The nurses’ union never interfered with the treatment of prisoner Abner Aquilina but merely requested a police presence for safety reasons, union chief Paul Pace has said.

Pace was reacting to comments made by Aquilina’s defence lawyer Mario Mifsud in court last week.

The lawyer claimed Aquilina was sent back to prison because he was being treated inhumanely and kept locked in a room at Mount Carmel Hospital for 23 hours a day. 

He argued it was “the first time in Malta’s history” that a union decided how a patient at the mental hospital was to be treated, rendering a magistrate’s decision to move him there ineffective. 

Mifsud’s comments followed an instruction by the Malta Union of Midwives and Nurses for members to abandon their ward if Aquilina was moved there. 

Aquilina, who has now been transferred to the Corradino Correctional Facility, is pleading not guilty to strangling and murdering 29-year-old Polish student Paulina Dembska on January 2, 2022. 

Following his arraignment over the murder, Aquilina was remanded in custody after pleading not guilty.  

A masked Abner Aquilina is driven to court for his arraignment in January 2022. Photo: Matthew MirabelliA masked Abner Aquilina is driven to court for his arraignment in January 2022. Photo: Matthew Mirabelli

When the compilation of evidence started, Magistrate Marse-Ann Farrugia raised the issue of insanity and appointed three psychiatrists to assess the accused’s mental state. 

In June last year, experts reported that Aquilina was insane at the time of the offence.

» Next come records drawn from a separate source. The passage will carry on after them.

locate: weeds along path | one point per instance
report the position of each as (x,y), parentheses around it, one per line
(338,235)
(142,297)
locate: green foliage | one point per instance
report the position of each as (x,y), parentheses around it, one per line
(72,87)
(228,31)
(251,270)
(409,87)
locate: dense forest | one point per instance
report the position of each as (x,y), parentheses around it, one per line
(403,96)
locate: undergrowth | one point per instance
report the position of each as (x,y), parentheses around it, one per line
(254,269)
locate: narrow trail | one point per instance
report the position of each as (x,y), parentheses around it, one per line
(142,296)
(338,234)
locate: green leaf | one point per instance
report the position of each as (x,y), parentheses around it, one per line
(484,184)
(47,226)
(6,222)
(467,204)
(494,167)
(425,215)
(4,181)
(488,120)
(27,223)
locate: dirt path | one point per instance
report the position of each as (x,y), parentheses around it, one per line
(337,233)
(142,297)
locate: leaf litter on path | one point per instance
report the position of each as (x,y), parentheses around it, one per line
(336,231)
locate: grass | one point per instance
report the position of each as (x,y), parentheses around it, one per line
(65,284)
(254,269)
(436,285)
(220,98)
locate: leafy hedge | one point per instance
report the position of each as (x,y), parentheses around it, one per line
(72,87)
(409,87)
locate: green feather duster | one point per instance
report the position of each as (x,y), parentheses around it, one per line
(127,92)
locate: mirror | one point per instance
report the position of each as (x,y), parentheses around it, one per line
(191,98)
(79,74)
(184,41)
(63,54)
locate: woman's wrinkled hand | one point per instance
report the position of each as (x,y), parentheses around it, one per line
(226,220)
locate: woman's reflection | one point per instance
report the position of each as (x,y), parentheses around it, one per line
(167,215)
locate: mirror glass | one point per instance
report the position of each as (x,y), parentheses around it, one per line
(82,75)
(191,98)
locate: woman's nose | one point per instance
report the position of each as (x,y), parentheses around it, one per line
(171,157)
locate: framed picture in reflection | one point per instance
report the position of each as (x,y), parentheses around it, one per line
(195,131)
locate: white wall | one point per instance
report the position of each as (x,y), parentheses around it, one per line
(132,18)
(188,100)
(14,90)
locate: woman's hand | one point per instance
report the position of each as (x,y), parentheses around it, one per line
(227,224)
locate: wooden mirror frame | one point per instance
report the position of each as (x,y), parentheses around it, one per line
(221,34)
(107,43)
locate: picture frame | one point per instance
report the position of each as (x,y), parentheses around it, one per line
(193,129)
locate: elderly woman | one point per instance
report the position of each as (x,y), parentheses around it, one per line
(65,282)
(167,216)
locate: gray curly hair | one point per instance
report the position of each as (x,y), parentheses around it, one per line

The magistrate ordered that he was to be detained at Mount Carmel Hospital. 

"The unit is classified as a prison and is under the sole control of the prisons’ director"

That order could only be reversed upon a subsequent report by three psychiatrists declaring that he could be discharged from hospital. 

However, two months after the magistrate’s order, the hospital’s CEO Stephanie Xuereb filed an application before the Criminal Court requesting that Aquilina be transferred to the hospital’s Forensic Unit. 

The unit is classified as a prison and is under the sole control of the prisons’ director.

Xuereb argued that the hospital had no licence to care for inmates with mental health problems, and that these were to be handled at the Forensic Unit. 

That request was upheld by a judge in the superior court and the transfer took place. 

Aquilina’s lawyers then filed an application requesting the Magistrates’ Court to reverse the judge’s decision. They argued that whereas in hospital Aquilina was receiving adequate treatment and was marking progress, his situation changed when he ended up at the unit, which was a “halfway” arrangement between a fully equipped hospital ward and a prison.

About a month ago, Magistrate Farrugia upheld the defence’s request and ordered Aquilina back to the hospital, the only place where he could lawfully be held at that stage. 

He was detained at the Multi-Purpose Unit, which consists of single rooms where patients are kept until they can be moved to other wards. This promoted a complaint from the nurses’ union, which said the unit was not equipped to handle patients like Aquilina and requested constant police backup. 

In the absence of police protection, the union ordered its members to abandon the ward they were in if Aquilina was moved there. 

Two police officers were eventually assigned to Aquilina but following his lawyer’s complaint, he was transferred to Division 5 at the Corradino Correctional Facility last week.